0

Eine Begegnung im Park (4)

Dritter Teil

Als die dämmernde Frühe mit Rosenfingern erwachte, trafen sich Dr. Sotz und Heinrich erneut an der Parkbank. Der Doktor hatte wieder seinen großen Rucksack dabei, der zum Bersten voll war; Heinrich holte aus seinem bescheideneren Rucksack belegte Brote hervor und eine große Thermoskanne grünen Tees, und während es langsam hell wurde, frühstückten die beiden schweigend.

Schließlich ging Dr. Sotz daran, seinen eigenen Rucksack auszupacken, und förderte neben dem Spielzeugroboter noch ein Dutzend weiterer kleiner Roboter zu Tage, bewaffnet mit Spitzhacken und Schaufeln; die sahen seltsam aus.

„Haben Sie sich etwa die ganze Nacht um die Ohren geschlagen, um diese Kerlchen zu bauen?“, frage Heinrich.

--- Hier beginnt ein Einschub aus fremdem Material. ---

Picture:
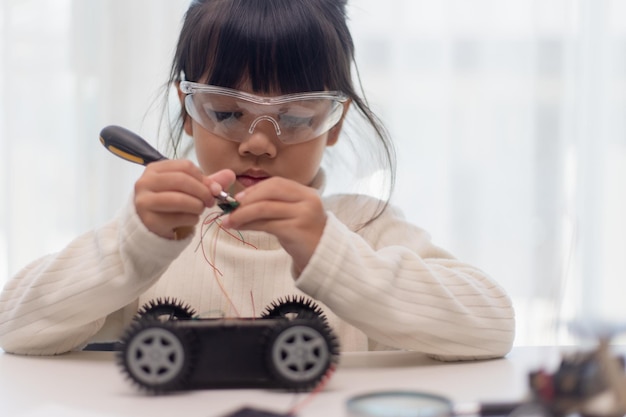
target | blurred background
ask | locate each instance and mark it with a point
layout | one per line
(509, 118)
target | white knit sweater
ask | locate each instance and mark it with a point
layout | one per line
(384, 286)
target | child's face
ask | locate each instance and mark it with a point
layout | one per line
(260, 155)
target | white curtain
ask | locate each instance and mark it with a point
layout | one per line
(508, 115)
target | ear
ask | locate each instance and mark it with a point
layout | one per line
(333, 133)
(187, 125)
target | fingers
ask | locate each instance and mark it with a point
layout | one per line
(171, 195)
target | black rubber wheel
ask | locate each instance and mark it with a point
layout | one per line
(300, 352)
(293, 307)
(157, 356)
(166, 309)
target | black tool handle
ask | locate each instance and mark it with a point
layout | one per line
(128, 145)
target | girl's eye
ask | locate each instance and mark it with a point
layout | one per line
(288, 120)
(222, 116)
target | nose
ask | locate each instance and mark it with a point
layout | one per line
(262, 140)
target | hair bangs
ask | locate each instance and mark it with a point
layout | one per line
(261, 47)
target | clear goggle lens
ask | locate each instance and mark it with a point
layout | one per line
(234, 115)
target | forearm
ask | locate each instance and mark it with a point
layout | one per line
(58, 302)
(438, 306)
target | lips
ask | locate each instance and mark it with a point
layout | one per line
(252, 177)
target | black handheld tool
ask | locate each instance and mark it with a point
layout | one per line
(132, 147)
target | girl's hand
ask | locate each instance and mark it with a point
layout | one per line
(290, 211)
(171, 195)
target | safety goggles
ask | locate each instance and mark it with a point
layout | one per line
(234, 115)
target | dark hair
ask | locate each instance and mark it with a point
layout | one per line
(280, 47)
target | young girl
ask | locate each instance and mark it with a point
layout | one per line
(265, 87)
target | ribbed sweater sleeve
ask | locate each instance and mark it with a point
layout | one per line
(58, 302)
(392, 283)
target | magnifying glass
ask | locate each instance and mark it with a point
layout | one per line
(421, 404)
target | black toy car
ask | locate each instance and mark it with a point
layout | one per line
(167, 348)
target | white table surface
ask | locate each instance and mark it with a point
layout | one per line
(90, 384)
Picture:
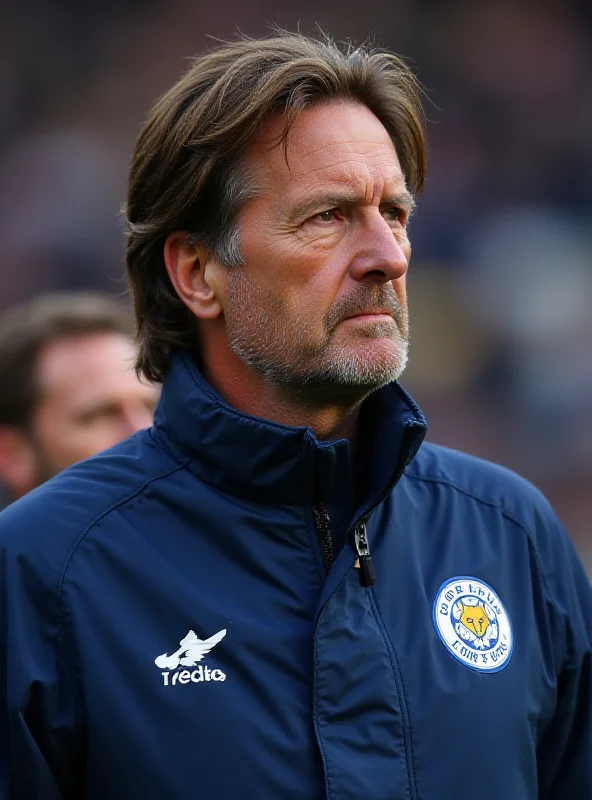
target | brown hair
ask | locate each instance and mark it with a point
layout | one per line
(186, 171)
(25, 329)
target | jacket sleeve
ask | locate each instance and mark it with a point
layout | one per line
(565, 750)
(40, 721)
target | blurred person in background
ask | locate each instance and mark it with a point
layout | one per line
(280, 591)
(68, 388)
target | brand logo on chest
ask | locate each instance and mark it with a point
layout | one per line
(473, 624)
(192, 650)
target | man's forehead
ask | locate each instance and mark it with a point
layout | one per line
(336, 143)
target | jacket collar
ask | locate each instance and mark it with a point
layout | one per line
(267, 462)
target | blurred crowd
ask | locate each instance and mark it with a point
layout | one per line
(501, 281)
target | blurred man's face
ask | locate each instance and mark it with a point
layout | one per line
(90, 400)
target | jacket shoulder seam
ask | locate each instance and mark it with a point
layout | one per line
(503, 511)
(119, 502)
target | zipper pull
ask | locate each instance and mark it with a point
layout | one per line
(364, 557)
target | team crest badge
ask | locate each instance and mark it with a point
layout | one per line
(473, 624)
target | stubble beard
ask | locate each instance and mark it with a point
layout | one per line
(283, 351)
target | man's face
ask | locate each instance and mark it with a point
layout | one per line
(320, 306)
(90, 400)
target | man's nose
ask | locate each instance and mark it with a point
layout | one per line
(381, 251)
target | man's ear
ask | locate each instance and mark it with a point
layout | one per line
(18, 462)
(195, 275)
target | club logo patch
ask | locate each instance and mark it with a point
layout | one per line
(473, 624)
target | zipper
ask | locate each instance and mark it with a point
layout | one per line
(360, 543)
(323, 526)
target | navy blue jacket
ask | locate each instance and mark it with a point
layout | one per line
(192, 614)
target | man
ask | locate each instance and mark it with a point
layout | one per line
(69, 388)
(275, 593)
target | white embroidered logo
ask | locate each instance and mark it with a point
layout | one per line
(192, 650)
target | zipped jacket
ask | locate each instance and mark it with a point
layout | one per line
(223, 607)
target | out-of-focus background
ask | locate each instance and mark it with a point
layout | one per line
(501, 279)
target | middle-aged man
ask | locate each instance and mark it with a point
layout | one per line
(275, 593)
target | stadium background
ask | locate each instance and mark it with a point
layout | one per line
(501, 279)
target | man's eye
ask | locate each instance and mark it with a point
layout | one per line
(394, 214)
(326, 216)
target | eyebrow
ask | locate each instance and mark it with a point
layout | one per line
(402, 200)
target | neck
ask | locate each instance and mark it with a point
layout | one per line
(250, 393)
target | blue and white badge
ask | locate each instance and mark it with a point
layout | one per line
(473, 624)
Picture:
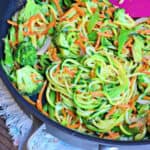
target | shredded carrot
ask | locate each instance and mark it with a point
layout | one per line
(145, 31)
(93, 9)
(67, 13)
(97, 94)
(95, 1)
(12, 23)
(138, 124)
(74, 18)
(33, 77)
(71, 113)
(64, 113)
(58, 99)
(74, 126)
(123, 106)
(132, 81)
(129, 43)
(40, 96)
(144, 85)
(142, 68)
(53, 54)
(92, 74)
(110, 11)
(79, 10)
(101, 135)
(132, 102)
(111, 111)
(146, 97)
(98, 41)
(81, 45)
(146, 72)
(113, 135)
(70, 72)
(29, 100)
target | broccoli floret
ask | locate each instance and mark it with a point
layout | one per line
(31, 9)
(29, 81)
(123, 19)
(26, 54)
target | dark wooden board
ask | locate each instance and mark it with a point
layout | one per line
(5, 139)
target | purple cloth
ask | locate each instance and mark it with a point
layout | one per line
(135, 8)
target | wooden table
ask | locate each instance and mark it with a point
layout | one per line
(5, 139)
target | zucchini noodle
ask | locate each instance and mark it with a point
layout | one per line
(88, 62)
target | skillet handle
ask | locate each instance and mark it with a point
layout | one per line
(35, 125)
(101, 147)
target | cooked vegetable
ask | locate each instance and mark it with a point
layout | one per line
(91, 62)
(26, 54)
(29, 81)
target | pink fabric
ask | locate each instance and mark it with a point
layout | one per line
(135, 8)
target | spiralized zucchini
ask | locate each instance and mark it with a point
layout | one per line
(95, 61)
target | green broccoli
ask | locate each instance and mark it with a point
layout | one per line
(29, 81)
(26, 54)
(31, 9)
(123, 19)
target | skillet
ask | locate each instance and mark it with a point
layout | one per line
(7, 9)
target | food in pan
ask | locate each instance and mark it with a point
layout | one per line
(84, 64)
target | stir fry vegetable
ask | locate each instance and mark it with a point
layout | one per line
(89, 59)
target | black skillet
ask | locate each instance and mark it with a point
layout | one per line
(7, 9)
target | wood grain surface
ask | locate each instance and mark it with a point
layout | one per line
(5, 139)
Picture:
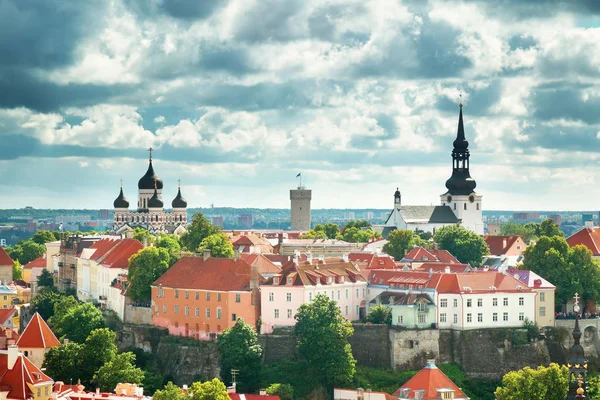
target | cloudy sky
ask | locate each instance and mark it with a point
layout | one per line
(239, 96)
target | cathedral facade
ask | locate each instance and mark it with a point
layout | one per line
(150, 213)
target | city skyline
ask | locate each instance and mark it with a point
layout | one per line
(360, 98)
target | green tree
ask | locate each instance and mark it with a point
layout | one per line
(543, 383)
(468, 247)
(121, 369)
(18, 270)
(380, 314)
(64, 363)
(170, 392)
(322, 340)
(42, 237)
(400, 240)
(209, 390)
(144, 268)
(283, 390)
(80, 321)
(218, 244)
(199, 229)
(240, 350)
(171, 244)
(45, 280)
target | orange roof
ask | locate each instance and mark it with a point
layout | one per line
(590, 238)
(37, 263)
(212, 274)
(430, 379)
(5, 258)
(37, 335)
(499, 245)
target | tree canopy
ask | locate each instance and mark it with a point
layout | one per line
(468, 247)
(199, 229)
(400, 240)
(219, 245)
(144, 268)
(240, 350)
(322, 340)
(547, 383)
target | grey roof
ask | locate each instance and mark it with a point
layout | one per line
(428, 214)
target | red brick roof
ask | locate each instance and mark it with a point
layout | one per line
(37, 263)
(499, 245)
(37, 335)
(223, 274)
(590, 238)
(5, 258)
(430, 379)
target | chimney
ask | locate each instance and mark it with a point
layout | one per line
(13, 353)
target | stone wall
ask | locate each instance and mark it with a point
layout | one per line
(138, 315)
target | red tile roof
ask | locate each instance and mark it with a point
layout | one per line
(430, 379)
(37, 335)
(499, 245)
(5, 258)
(223, 274)
(590, 238)
(37, 263)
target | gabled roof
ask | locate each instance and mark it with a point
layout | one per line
(224, 274)
(37, 335)
(430, 379)
(5, 258)
(590, 238)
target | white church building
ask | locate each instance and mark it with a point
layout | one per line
(459, 204)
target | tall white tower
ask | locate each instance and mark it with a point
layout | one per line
(300, 199)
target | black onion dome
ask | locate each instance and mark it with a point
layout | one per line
(121, 201)
(154, 201)
(179, 201)
(147, 181)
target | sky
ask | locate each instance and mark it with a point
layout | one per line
(237, 97)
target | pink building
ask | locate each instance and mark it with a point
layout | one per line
(300, 281)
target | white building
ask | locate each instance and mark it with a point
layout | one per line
(301, 281)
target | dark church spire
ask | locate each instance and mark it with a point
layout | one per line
(460, 183)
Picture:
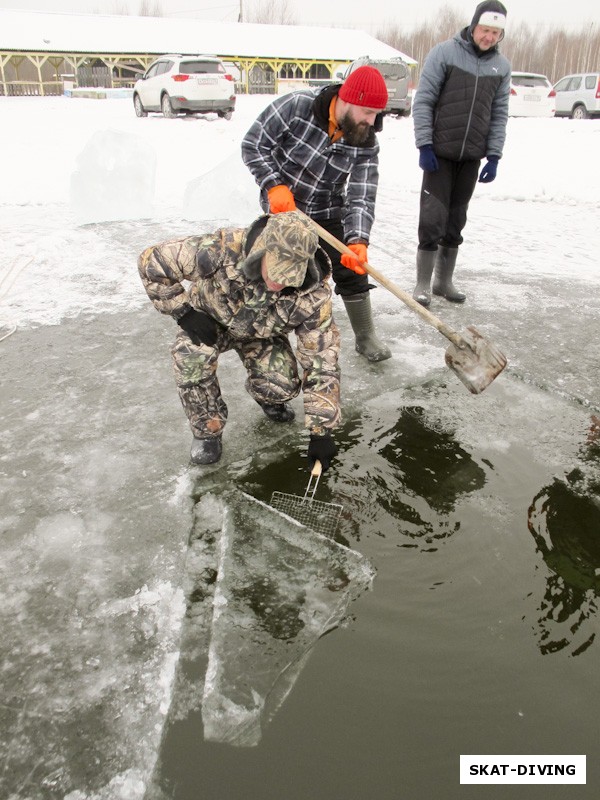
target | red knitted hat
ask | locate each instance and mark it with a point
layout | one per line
(364, 87)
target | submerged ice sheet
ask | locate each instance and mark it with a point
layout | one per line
(262, 589)
(280, 587)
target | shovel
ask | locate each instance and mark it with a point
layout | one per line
(474, 359)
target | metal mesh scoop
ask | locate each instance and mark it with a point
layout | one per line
(315, 514)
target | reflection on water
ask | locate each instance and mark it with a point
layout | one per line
(401, 481)
(405, 479)
(564, 519)
(566, 527)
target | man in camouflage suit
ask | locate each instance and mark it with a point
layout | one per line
(249, 289)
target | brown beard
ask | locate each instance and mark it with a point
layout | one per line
(355, 134)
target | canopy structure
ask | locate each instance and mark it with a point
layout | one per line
(40, 51)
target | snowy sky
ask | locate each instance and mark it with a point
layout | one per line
(343, 13)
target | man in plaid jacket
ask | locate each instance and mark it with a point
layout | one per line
(316, 150)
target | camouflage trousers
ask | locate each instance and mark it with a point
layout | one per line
(272, 377)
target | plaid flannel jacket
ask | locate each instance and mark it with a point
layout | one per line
(289, 144)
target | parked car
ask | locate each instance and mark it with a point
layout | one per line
(531, 95)
(578, 96)
(189, 84)
(396, 74)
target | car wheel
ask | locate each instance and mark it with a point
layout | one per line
(166, 107)
(139, 108)
(579, 112)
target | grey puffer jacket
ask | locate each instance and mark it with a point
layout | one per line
(461, 105)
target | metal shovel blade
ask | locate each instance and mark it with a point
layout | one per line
(477, 362)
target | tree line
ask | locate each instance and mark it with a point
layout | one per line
(551, 51)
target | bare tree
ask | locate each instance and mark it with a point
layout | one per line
(150, 9)
(552, 52)
(270, 12)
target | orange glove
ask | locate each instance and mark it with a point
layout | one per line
(281, 199)
(356, 261)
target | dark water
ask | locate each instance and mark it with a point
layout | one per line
(477, 637)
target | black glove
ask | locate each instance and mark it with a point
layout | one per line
(323, 449)
(427, 158)
(488, 173)
(201, 328)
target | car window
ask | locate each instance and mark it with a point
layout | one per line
(200, 67)
(153, 71)
(530, 80)
(392, 72)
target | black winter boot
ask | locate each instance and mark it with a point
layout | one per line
(278, 412)
(368, 345)
(444, 269)
(425, 263)
(206, 451)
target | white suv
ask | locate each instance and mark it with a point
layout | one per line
(578, 96)
(191, 84)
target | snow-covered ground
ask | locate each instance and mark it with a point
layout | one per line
(96, 495)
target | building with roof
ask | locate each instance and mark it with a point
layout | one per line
(40, 51)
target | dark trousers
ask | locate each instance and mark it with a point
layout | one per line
(346, 281)
(445, 196)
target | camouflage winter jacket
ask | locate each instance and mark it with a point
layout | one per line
(209, 273)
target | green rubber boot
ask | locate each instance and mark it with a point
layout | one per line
(206, 451)
(368, 345)
(444, 269)
(425, 264)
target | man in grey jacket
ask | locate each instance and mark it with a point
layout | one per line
(460, 114)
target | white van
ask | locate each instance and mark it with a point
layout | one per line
(578, 96)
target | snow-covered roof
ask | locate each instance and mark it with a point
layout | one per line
(36, 31)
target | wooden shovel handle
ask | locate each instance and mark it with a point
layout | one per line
(406, 298)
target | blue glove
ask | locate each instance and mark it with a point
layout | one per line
(427, 158)
(488, 173)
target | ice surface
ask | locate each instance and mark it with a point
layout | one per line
(95, 510)
(114, 178)
(280, 587)
(262, 589)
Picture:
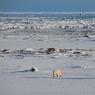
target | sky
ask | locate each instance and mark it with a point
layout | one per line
(47, 5)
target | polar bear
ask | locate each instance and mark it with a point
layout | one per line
(57, 73)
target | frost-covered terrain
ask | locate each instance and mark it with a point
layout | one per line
(47, 42)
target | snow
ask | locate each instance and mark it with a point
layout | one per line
(77, 61)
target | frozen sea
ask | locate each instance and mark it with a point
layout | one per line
(24, 41)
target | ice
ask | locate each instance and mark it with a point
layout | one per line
(47, 42)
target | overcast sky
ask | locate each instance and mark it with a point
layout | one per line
(47, 5)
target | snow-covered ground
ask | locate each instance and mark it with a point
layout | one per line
(22, 49)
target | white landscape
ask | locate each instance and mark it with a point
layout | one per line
(47, 43)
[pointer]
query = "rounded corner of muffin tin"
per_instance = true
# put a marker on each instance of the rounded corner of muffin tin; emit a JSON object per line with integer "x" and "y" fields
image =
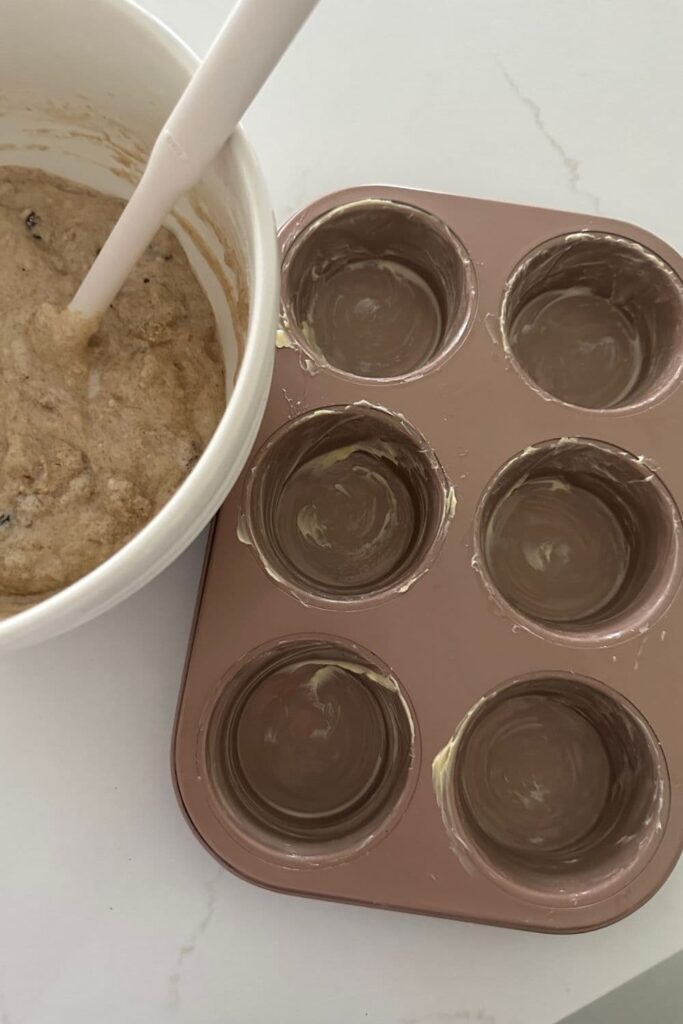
{"x": 501, "y": 826}
{"x": 333, "y": 810}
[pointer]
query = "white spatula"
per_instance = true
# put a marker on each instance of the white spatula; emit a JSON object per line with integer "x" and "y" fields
{"x": 247, "y": 49}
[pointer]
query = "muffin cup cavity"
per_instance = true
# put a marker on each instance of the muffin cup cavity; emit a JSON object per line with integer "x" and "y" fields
{"x": 556, "y": 788}
{"x": 377, "y": 289}
{"x": 595, "y": 321}
{"x": 346, "y": 504}
{"x": 308, "y": 750}
{"x": 579, "y": 541}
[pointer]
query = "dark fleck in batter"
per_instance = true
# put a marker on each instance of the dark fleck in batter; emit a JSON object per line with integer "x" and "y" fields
{"x": 96, "y": 430}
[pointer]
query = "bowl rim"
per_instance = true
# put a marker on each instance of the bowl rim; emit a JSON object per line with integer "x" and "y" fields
{"x": 199, "y": 497}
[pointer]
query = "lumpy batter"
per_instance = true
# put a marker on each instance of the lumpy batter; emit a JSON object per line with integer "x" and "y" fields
{"x": 96, "y": 429}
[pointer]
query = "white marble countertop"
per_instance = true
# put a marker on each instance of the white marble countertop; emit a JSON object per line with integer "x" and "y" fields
{"x": 111, "y": 911}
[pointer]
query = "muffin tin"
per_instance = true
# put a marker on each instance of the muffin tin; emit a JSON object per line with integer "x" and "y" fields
{"x": 434, "y": 663}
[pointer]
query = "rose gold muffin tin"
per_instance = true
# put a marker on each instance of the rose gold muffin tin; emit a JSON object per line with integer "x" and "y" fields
{"x": 435, "y": 658}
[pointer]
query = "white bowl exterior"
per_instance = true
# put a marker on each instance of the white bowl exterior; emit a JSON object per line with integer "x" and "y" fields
{"x": 86, "y": 86}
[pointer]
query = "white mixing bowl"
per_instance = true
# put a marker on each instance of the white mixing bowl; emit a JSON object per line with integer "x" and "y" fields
{"x": 85, "y": 85}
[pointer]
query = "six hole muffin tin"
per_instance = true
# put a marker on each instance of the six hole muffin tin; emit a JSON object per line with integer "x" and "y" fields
{"x": 434, "y": 658}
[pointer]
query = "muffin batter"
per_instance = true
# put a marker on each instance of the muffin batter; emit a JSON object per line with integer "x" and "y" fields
{"x": 99, "y": 424}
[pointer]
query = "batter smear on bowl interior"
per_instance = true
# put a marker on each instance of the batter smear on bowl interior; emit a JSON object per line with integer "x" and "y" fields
{"x": 99, "y": 424}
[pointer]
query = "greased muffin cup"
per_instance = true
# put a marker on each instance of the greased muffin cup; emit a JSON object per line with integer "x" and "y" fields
{"x": 433, "y": 665}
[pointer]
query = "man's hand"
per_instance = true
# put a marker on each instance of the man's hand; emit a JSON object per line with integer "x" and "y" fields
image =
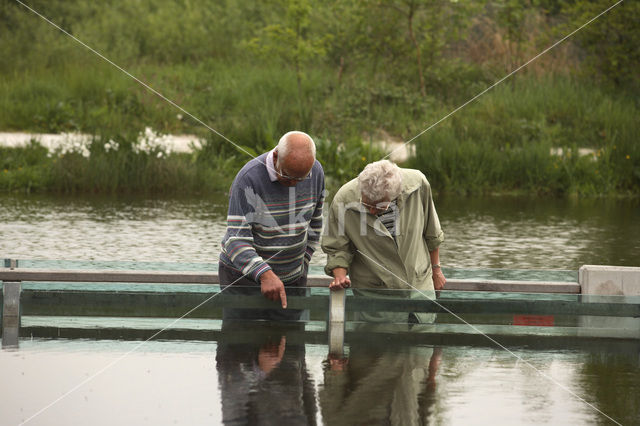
{"x": 340, "y": 279}
{"x": 272, "y": 288}
{"x": 438, "y": 279}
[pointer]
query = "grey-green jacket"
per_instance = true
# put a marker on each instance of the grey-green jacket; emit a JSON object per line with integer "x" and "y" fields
{"x": 358, "y": 241}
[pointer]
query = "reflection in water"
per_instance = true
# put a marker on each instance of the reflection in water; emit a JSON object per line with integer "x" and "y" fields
{"x": 264, "y": 380}
{"x": 392, "y": 385}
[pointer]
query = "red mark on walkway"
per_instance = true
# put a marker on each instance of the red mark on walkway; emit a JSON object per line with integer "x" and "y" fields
{"x": 534, "y": 320}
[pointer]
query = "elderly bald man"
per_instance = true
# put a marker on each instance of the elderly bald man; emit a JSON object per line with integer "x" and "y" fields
{"x": 383, "y": 232}
{"x": 273, "y": 226}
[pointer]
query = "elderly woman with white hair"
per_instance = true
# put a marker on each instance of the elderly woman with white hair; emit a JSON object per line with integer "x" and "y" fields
{"x": 383, "y": 233}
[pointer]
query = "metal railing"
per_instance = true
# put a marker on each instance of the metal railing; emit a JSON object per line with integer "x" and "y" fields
{"x": 17, "y": 301}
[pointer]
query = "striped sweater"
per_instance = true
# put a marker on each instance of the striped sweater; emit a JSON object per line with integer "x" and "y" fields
{"x": 272, "y": 226}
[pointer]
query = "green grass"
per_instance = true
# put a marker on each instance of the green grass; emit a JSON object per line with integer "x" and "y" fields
{"x": 503, "y": 142}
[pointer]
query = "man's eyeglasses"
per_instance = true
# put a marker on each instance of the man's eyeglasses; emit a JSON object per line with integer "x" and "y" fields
{"x": 287, "y": 177}
{"x": 382, "y": 206}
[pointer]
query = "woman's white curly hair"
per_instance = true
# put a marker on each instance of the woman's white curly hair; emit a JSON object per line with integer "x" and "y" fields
{"x": 380, "y": 181}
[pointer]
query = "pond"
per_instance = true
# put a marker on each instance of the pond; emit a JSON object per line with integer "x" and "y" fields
{"x": 271, "y": 375}
{"x": 494, "y": 232}
{"x": 268, "y": 374}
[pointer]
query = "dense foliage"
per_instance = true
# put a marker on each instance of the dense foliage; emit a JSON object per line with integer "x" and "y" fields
{"x": 350, "y": 72}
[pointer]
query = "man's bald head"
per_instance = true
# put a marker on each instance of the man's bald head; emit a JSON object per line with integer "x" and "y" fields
{"x": 296, "y": 153}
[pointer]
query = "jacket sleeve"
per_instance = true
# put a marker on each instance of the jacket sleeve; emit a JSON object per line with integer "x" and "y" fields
{"x": 238, "y": 241}
{"x": 315, "y": 226}
{"x": 335, "y": 243}
{"x": 432, "y": 232}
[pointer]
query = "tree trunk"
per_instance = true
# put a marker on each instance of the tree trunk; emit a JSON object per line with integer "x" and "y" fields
{"x": 423, "y": 90}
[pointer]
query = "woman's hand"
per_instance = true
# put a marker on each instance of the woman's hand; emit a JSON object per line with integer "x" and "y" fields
{"x": 340, "y": 279}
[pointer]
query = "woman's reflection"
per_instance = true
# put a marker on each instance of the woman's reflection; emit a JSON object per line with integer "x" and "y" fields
{"x": 263, "y": 376}
{"x": 380, "y": 385}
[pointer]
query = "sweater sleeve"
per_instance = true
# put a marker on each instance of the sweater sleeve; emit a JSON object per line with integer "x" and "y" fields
{"x": 238, "y": 241}
{"x": 315, "y": 225}
{"x": 335, "y": 243}
{"x": 432, "y": 232}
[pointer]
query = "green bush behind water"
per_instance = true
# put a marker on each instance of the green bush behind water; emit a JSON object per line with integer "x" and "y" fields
{"x": 234, "y": 66}
{"x": 528, "y": 138}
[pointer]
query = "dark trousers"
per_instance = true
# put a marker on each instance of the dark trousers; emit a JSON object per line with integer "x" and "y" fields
{"x": 232, "y": 282}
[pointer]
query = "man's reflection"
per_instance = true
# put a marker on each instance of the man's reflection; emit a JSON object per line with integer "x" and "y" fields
{"x": 263, "y": 376}
{"x": 376, "y": 385}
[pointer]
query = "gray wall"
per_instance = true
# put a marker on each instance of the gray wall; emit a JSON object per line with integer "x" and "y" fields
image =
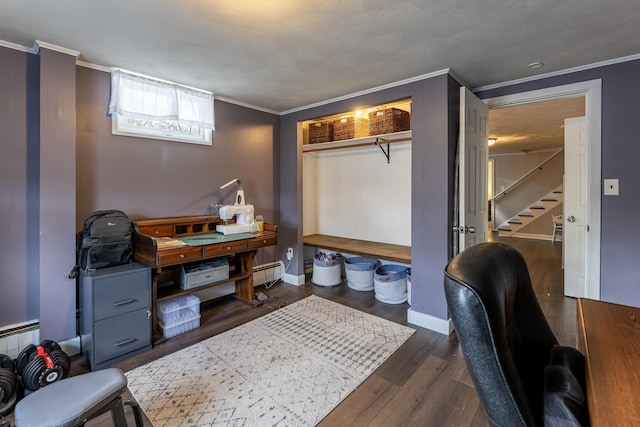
{"x": 620, "y": 270}
{"x": 16, "y": 293}
{"x": 434, "y": 133}
{"x": 60, "y": 162}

„Das hätte ich vermutlich getan, hätte ich kein Hirn … Ich habe aber eins und daher lieber den einen Roboter, den ich schon hatte, so umgebaut, dass er das Dutzend Gräber bauen konnte; und bin Schlafen gegangen.“

„Und angesichts der zahlreichen roten Zipfelmützen und weißen Rauschebärte nehme ich an, ihr blecherner Handlanger hat dabei die Gärten der Nachbarschaft geplündert?“

„Erstens ist das aus geschmacklichen Gründen eine Tat, für die alle Nachbarn mir danken sollten; zweitens werde ich ihnen, wenn wir hier fertig sind, ihre Gartenzwerge zurückerstatten und denke, sie werden diese bei der Gartenpflege als nützlich empfinden. Jetzt aber los!“

Dr. Sotz verteilte die Roboterzwerge an der Stelle, unter der er die Ursache für all die Seltsamkeiten der vergangenen Tage vermutete, und sofort begann das eifrige Dutzend, sich schaufelnd und hackend in die Tiefe zu arbeiten.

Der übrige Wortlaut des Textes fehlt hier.